Droit de la filiation : inconduite notoire de la mère et action en recherche de paternité

Publié le 04 Oct 2017


Le fil de la jurisprudence prouve que la question de la confrontation entre les droits parentaux et les droits de l’enfant reste un sujet d’actualité. C’est ainsi que par un arrêt en date du 27 septembre 2017, pourvoi n° 16-19654, la première chambre civile de la Cour de cassation a été amenée à se prononcer sur la recevabilité d’une action en recherche de filiation paternelle, qui était contestée pour des motifs, pour le moins surprenants.Logo Cour de cassation

Madame E, de nationalité camerounaise, avait donné naissance à l’enfant B sur le territoire français.

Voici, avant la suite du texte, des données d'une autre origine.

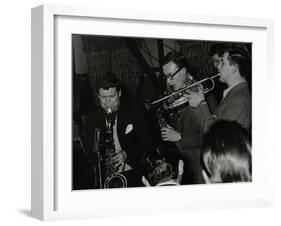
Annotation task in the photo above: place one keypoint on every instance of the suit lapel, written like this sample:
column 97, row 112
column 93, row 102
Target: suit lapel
column 228, row 97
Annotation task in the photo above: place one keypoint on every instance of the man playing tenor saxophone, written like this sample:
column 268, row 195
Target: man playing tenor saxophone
column 122, row 124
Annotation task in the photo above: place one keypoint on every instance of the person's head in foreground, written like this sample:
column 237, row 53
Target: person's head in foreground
column 226, row 153
column 162, row 169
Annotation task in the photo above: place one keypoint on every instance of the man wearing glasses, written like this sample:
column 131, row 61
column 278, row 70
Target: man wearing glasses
column 187, row 133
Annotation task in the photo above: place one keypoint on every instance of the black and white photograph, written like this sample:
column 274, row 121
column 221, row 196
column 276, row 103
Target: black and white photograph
column 160, row 112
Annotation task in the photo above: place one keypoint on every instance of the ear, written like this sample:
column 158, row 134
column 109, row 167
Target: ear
column 181, row 164
column 235, row 68
column 145, row 182
column 206, row 178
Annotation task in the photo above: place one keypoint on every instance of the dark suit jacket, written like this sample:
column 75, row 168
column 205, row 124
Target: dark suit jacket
column 134, row 142
column 191, row 128
column 236, row 106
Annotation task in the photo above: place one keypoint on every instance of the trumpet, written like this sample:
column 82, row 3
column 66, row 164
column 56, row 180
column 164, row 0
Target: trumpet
column 179, row 93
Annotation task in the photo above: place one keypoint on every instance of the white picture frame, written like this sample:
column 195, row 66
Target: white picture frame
column 52, row 27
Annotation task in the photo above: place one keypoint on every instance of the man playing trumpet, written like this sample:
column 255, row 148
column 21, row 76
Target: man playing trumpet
column 188, row 131
column 236, row 101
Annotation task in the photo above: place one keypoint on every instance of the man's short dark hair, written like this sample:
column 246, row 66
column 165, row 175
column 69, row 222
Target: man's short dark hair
column 241, row 59
column 160, row 166
column 109, row 80
column 227, row 149
column 217, row 49
column 177, row 58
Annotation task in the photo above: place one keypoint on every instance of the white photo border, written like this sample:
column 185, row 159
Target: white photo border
column 52, row 197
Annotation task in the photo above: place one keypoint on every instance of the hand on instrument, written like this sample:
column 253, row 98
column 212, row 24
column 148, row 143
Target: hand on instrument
column 170, row 134
column 195, row 98
column 119, row 158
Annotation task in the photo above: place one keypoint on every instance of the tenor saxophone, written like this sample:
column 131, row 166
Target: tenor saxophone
column 113, row 177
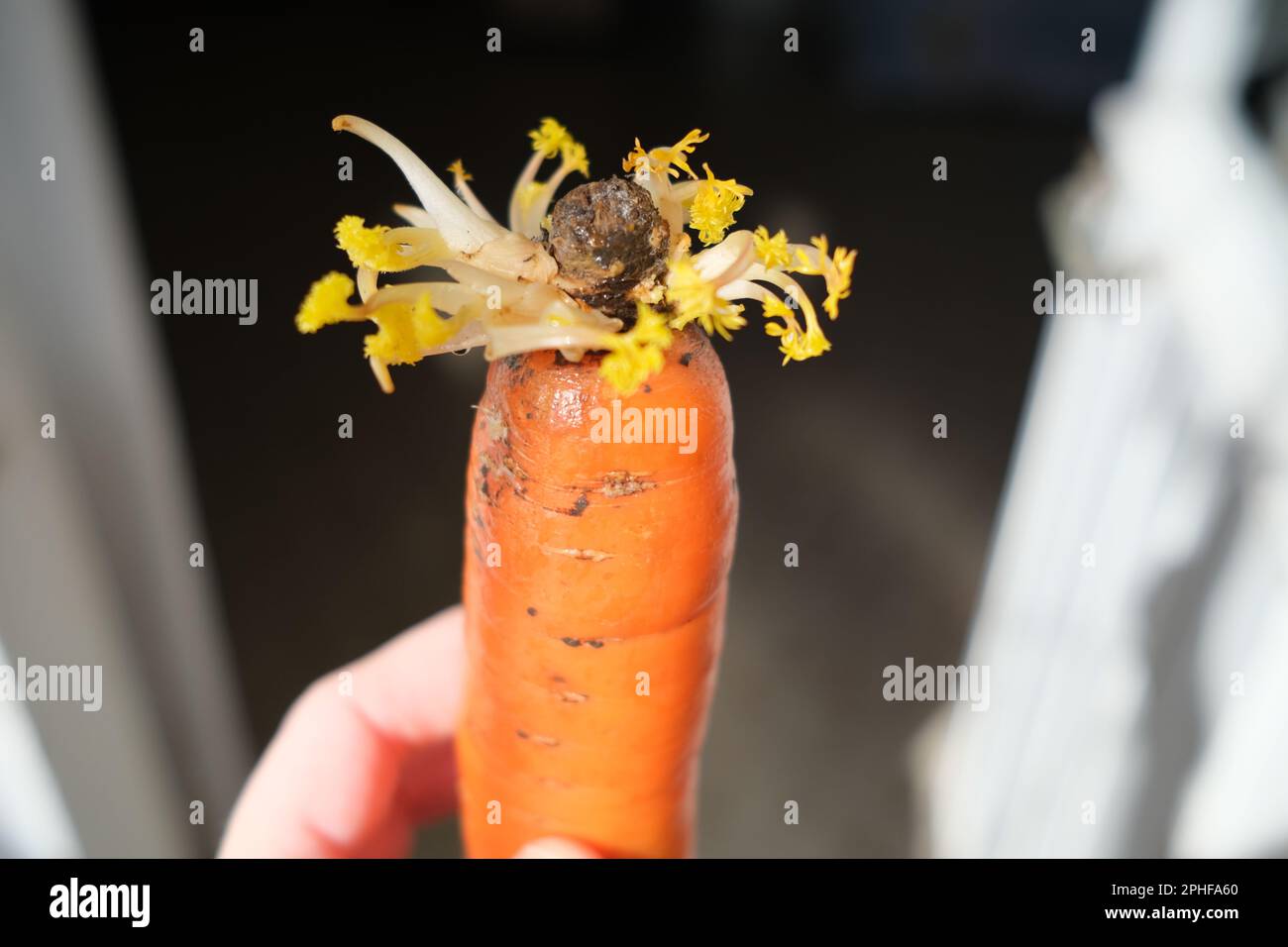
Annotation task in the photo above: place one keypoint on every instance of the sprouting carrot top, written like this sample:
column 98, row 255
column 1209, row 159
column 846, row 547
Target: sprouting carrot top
column 511, row 292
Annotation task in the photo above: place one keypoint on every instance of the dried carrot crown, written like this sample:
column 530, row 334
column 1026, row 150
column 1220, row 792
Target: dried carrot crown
column 505, row 289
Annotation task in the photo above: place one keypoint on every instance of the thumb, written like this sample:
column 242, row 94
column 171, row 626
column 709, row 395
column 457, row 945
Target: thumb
column 554, row 848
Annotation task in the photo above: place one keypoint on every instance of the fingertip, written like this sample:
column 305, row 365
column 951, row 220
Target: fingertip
column 555, row 848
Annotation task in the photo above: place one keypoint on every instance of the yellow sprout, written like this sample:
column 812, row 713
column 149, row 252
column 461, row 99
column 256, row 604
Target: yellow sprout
column 661, row 159
column 552, row 138
column 713, row 206
column 327, row 303
column 406, row 331
column 696, row 300
column 638, row 354
column 529, row 192
column 368, row 247
column 795, row 344
column 772, row 252
column 458, row 235
column 836, row 270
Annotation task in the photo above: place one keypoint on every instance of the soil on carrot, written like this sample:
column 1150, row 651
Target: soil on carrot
column 608, row 240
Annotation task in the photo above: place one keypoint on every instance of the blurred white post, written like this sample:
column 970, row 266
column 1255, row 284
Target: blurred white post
column 95, row 525
column 1133, row 615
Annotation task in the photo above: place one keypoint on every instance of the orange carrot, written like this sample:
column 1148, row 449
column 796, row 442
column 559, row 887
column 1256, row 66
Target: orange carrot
column 600, row 497
column 592, row 630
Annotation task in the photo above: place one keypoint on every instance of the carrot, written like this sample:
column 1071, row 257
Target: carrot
column 592, row 637
column 600, row 492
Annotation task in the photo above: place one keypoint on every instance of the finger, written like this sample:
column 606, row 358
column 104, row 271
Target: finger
column 555, row 848
column 361, row 757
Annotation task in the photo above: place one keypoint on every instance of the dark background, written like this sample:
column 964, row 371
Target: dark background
column 326, row 547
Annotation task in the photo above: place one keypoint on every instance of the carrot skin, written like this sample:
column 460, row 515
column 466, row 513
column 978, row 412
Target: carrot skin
column 595, row 579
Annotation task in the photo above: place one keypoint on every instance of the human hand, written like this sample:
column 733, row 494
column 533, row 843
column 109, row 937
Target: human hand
column 353, row 772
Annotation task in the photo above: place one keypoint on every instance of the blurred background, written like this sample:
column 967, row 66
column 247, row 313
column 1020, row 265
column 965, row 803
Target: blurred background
column 1111, row 684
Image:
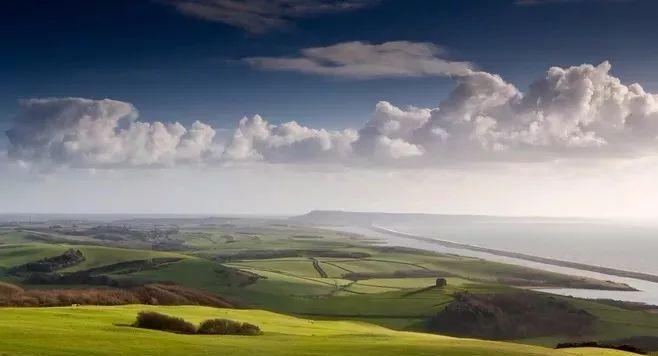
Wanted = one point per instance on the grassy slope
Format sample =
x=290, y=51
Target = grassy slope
x=92, y=331
x=293, y=286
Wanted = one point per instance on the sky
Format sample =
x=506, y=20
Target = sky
x=502, y=107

Estimant que monsieur C était le père de l’enfant, elle avait assigné ce dernier en recherche de paternité tant en son nom qu’en celui de son fils B.

ACTION EN RECHERCHE DE FILIATION PATERNELLE IRRECEVABLE

Pour s’opposer à l’action de la mère de l’enfant, monsieur C avait soutenu que l’action de madame E était irrecevable au motif que le droit camerounais, applicable en l’espère, interdisait toute action en recherche de paternité en cas d’inconduite notoire de la mère. Il ajoutait que la loi camerounaise ne prohibait pas de manière générale l’établissement du lien de filiation, mais se bornait à restreindre son établissement.

Par un arrêt en date du 14 avril 2015, la cour d’appel de Paris avait écarté les dispositions de la loi camerounaise, jugeant que ces dispositions étaient contraires à l’ordre public international français. Cet arrêt a été confirmé par la Cour de cassation qui rappelle ainsi que « doivent être écartées, en tant qu’elles sont contraires à l’ordre public international français, car elles privent l’enfant de son droit d’établir sa filiation paternelle, les dispositions de la loi camerounaise qui prévoient que l’action en recherche de paternité est irrecevable lorsque, pendant la période légale de conception, la mère a été d’une inconduite notoire ou si elle a eu commerce avec un autre homme« .

Fallait-il se pourvoir en cassation pour s’assurer que l’inconduite notoire de la mère ne pouvait jamais être invoquée comme moyen d’irrecevabilité d’une action en recherche de paternité ?

Monsieur C n’était en effet pas obligé d’en arriver là pour s’opposer à l’action en recherche de paternité de madame E. Ainsi, bien que la Cour de cassation ait rappelé à plusieurs reprises que le test génétique était de droit en matière de filiation, le père de l’enfant reste toujours libre de refuser de s’y soumettre. Dans cette hypothèse, il est de jurisprudence constante que les juges du fonds doivent en tirer toutes les conséquences de fait et de droit qui s’imposent – en général établir la filiation paternelle. Cependant la conviction des juges peut toujours être fléchie par une preuve contraire.

Si comme le prétend monsieur C, il était notoire que madame E avait une vie dissolue  lors de la période légale de conception de l’enfant, il pouvait parfaitement en apporter la preuve et par exemple appeler dans la cause les autres pères présumés.

On appréciera l’opportunité (et l’élégance ?) des arguments échangés à l’occasion de ce type de procédure, lorsque l’intérêt de l’enfant de connaître ses deux parents et mis en balance avec les doutes, et les jugements portés par l’un des parents sur la conduite de l’autre. L’enfant devient alors une sorte de variable d’ajustement que l’on se dispute, soit pour en avoir le titre de propriété, soit comme c’est le cas ici pour s’en débarrasser… Oubliant peut être un peu vite les conséquences d’un acte qui n’a parfois pas duré plus de quelques minutes.

DEMANDER UNE PENSION ALIMENTAIRE SANS FILIATION PATERNELLE

Moins connue, l’action à fins de subsides n’est pas intéressante lorsque la filiation paternelle ne peut pas être établie (ou lorsque l’on ne veut pas qu’elle le soit). En effet, l’article 342 du Code civil dispose que « Tout enfant dont la filiation paternelle n’est pas légalement établie, peut réclamer des subsides à celui qui a eu des relations avec sa mère pendant la période légale de conception ».

Cette action peut être exercée durant toute la minorité de l’enfant, et encore dix années après qu’il soit devenu majeur.

La preuve des relations avec la mère peut être apportée par tous moyens, lettres, appels téléphoniques, messages SMS, échanges sur les réseaux sociaux, photographies de couple, ou encore des témoignages.